Hayallerinin parçalar halinde yıkılmasını sindirmeleriyle geçen bir geceyi, aynı malzemeleri kullanarak kendi iç dünyaları ve dışsal olan arasında köprü kurmaları takip ediyor. Her iki insanın da kendisinden izler bırakarak inşa ettikleri irili ufaklı yapılarla teker teker tanışıyoruz. Adeta onların dünyaya getirilişini seyre dalıyoruz. Bir insanın anılarını içinde sakladığını hayal ettiğim bir çerçevenin, zamanın ipinin ısrarıyla uçup gitmemesi için tüm benliğiyle onu yere sabitlemeye çalıştığını izlerken benlik için malzeme arayışında nostaljinin sıcaklığına sarılışımız ve anların hatırasını manipüle etmek için kendimizi kör edip kendi renklerimize boyadığımız bir dünyada görme yetimizi yeniden kazanmak adına insanın sarfettiği o çırpınışlar zihnimde dalgalanıyor. Bu esnada harmoni içerisinde iki insan birbirlerinin dünyasında birer keşfe dalıyor: bir insanın daha cüretkar biraz da haşin adımlarla geçtiği bir yerden diğer insanın nasıl da çekingen ve dikkatli geçtiğini seyrediyoruz. O sırada karakteristik sallanışlarla keşfe dair duygularını bizimle paylaşıyorlar. Nesnelerin arasından akıp gitme ritüelleri sona yaklaşırken alüminyum folyoda vücut bulan güneşi karanlığa doğru selamlayarak uykuya dalıyorlar.
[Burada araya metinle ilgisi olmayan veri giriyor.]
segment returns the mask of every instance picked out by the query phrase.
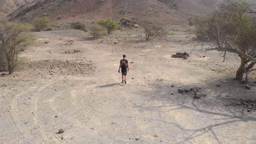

Metal kumaşta ışıklar tekrar parıldadığındaysa zamanın ivmelenmesi yeniden hükmünü sürmeye başlıyor. Fakat bu sefer bir insanın çeşitli yöntemlerle göz ardı edebileceği ölçüde: Anları olabildiğince ölümsüz kılabilmek adına fotoğraflar çekiliyor ve bu fotoğraflar, baskıları alınarak kucaklamanın kıskacına açık bir hale geliyorlar. İnsanlar fotoğraflara sığdırmaya çalıştıkları hatıraların “sularını sıkmaya” çalışarak maneviyatlarını şekillendiren töze ulaşmaya çalışıyorlar, sanki yitip giden o anı dondurabilmenin sırrı da o tözü elde etmekte yatıyor. Rüzgarın zihni yoldaş edinmesinden korkarcasına yere çivilenmek isteniyor bu anılar; var gücüyle eziliyor, dövülüyor ve her bir zerresi ile toprağın ebediyetine işlenmesi sağlanıyor.
Çekiç hızlandıkça panik artıyor ve güneşin doğduğu yerde insanların batışı yaşanıyor. Zamanın girdabına doğru sürükleniyorlarken yarattıkları dünyaların her bir parçasına karışıyorlar ve girdabın kaosu kozmosu getiriyor. Kozmosun absürt huzuru eşliğinde insanlar ruhsal danslarıyla birbirlerini selamlıyorken ve birbirlerine dolaşıklarmışçasına birbirlerini yansıtıyorlarken atmosferin her bir dönüşte hafifleyişi ile evrenin perdeleri yavaş yavaş kapanıyor.